Below is a summary of what we discuss. Much of this is a discussion of statistical learning theory in the context of the social sciences.
Model Selection
I use the phrase "model selection" to refer to the process of selecting the complexity of a statistical model. This can be done according to some automated process like boosting or by an analyst manually modifying and comparing a series of structural regresson models wherein the complexity within each is fixed (i.e., a regression with a fixed number of parameters). In either case estimating each model involves finding a set of parameters which minimize a loss function, which measures the difference between predictions and observations.
Minimizing the loss function over the training/sample data (empirical risk minimization) has the well known problem of optimism, which results from overfitting. An example of this is that $R^2$ always increases as covariates are added to a regression.
Less appreciated, at least explicitly, in the social science methodology literature, is the problem of underfitting: failing to discover generalizable structure in data. In-sample measures of predicitive validity are less biased when the data are underfit, but the sample re-use bias problem remains. Furthermore, due to the complexity of the social world and the extraordinary simplicity assumed by most statistical models estimated using observational or quasi-experimental data in the social sciences, there likely is generalizable information left undiscovered in much of our data.

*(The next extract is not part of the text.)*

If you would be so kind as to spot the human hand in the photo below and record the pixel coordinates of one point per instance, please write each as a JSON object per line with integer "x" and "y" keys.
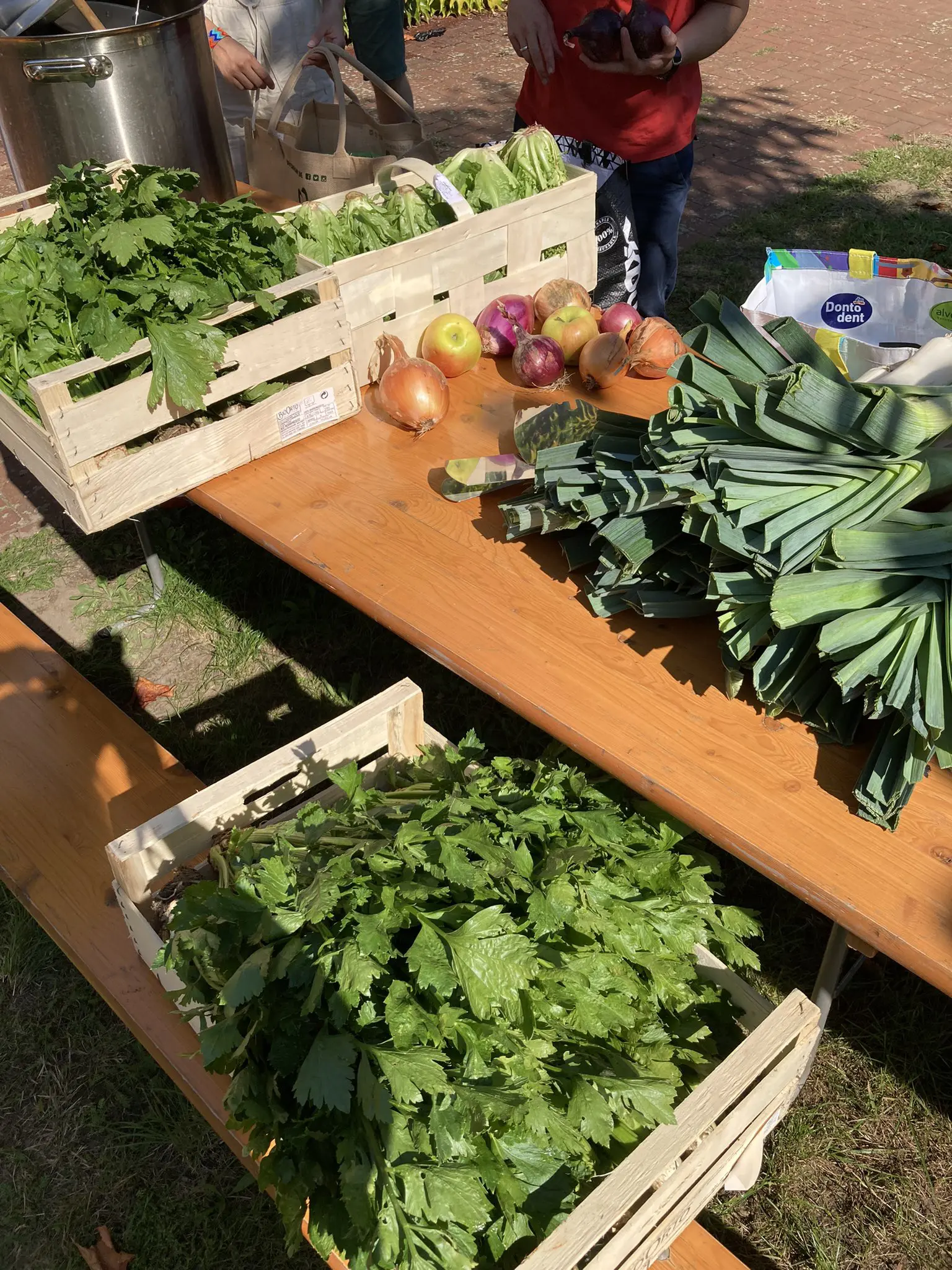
{"x": 532, "y": 36}
{"x": 330, "y": 31}
{"x": 238, "y": 66}
{"x": 656, "y": 66}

Both overfitting and underfitting are best understood as extremes of the bias-variance tradeoff (i.e., if you've overfit you've traded too much variance for a reduction in bias, and vice versa for underfitting). Although bias and variance are usually discussed in the social science methodology literature in the context of estimating "effects" by regression, it applies equally to predictions. Bias is the difference between the average prediction and the observed outcome if data were drawn from the data distribution an infinite number of times and the regression estimated on each draw. Variance refers to how wide the distribution of predictions is. Clearly being right on average is useless if the variability of the predictions is so wide that for any particular prediction you are very far from correct: both bias and variance matter. There is a tradeoff that is not 1-1 between bias and variance, so it often makes sense to trade one for the other to minimize error.

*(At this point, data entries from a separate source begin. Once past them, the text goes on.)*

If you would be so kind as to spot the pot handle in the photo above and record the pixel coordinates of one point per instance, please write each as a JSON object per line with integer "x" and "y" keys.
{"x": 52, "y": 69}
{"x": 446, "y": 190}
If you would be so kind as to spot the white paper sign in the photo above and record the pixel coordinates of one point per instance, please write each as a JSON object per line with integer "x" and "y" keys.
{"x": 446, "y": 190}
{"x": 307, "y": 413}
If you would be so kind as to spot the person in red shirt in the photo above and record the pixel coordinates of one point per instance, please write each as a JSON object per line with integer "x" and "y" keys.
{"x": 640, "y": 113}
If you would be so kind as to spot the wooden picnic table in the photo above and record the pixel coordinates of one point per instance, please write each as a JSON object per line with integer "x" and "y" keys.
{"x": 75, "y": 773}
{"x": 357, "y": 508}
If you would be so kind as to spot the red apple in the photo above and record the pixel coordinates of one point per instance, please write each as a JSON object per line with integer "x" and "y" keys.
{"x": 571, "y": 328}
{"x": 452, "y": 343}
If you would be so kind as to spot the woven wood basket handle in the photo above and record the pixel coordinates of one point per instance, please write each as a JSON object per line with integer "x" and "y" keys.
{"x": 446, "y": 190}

Estimating/Bounding Generalization Error
This motivates the minimization of generalization error, which is the expected loss over the data distribution, i.e., the average loss over all the theoretically possible data. Since we don't have access to the data distribution (because data were passively collected, were expensive to collect, etc.), people have developed a variety of clever ways to avoid the optimism that comes from re-using the whole sample to estimate generalization error. Most of these methods are Monte-Carlo resampling methods which treat the sample data as the data distribution, and repeatedly psuedo-sample from it in a way that is supposed to mimic the sampling process that gave us the sample data. Since only a random psuedo-sample of the sample data is available, this reduces the problem of optimism.
However, when drawing psuedo-samples from the observed data results in psuedo-samples that are dependent on one another, because, for example, the resampling method used presumes that the data are independent when that is not the case, the problem of optimism resurfaces since the Monte-Carlo variance reduction from averaging over the psuedo-samples will be smaller than if the pseudo-samples were independent.

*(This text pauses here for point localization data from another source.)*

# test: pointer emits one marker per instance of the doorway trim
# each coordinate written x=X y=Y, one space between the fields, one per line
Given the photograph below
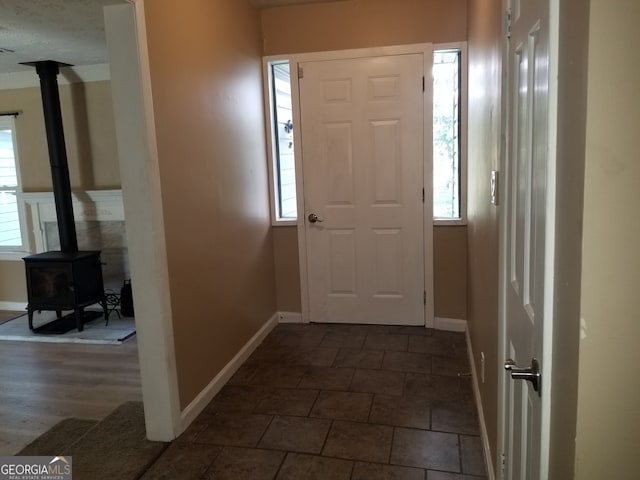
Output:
x=142 y=198
x=550 y=213
x=426 y=49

One of the most important problems for social science methodologists is developing ways of estimating predictive performance with the sorts of data we have, with a myriad of dependence structures. There is a literature on resampling methods with dependent data but it in general presumes optimistically simple structures. One possibility I've been thinking about lately is nonparametric segementation (e.g., clustering) to establish exchangeable blocks which can then be resampled. I expect this probably works decently well, but I haven't actually verified that this is the case generally. Variations on this could estimate sampling weights which would work similarly.
An alternative, structural risk minimization relies on bounding the generalization error based on features of the data and the class of the model estimated. This appears to be mathematically difficult, though there have been a series of papers on the topic applied to macroeconomic time-series by Shalizi and others.
Flexible Statistical Methods
As is suggested in the above discussion of bias/variance and over/under-fitting, data-adaptive methods, i.e., methods which add parameters as the amount of data input increases, have generally lower bias and higher variance. Estimating the appropriate of bias to introduce allows variance to be reduced, sometimes substantially. This allows the use of methods capable of learning complex functions but which can also approximate simple functions when they are what underly the data. The key difficulty with increasing model complexity is interpretability. But I'm working on that.
In the mean time using semiparametric methods like model-based additive boosting or generalized additive models is attractive. Especially when there is such great software to do it (e.g., mgcv and mboost).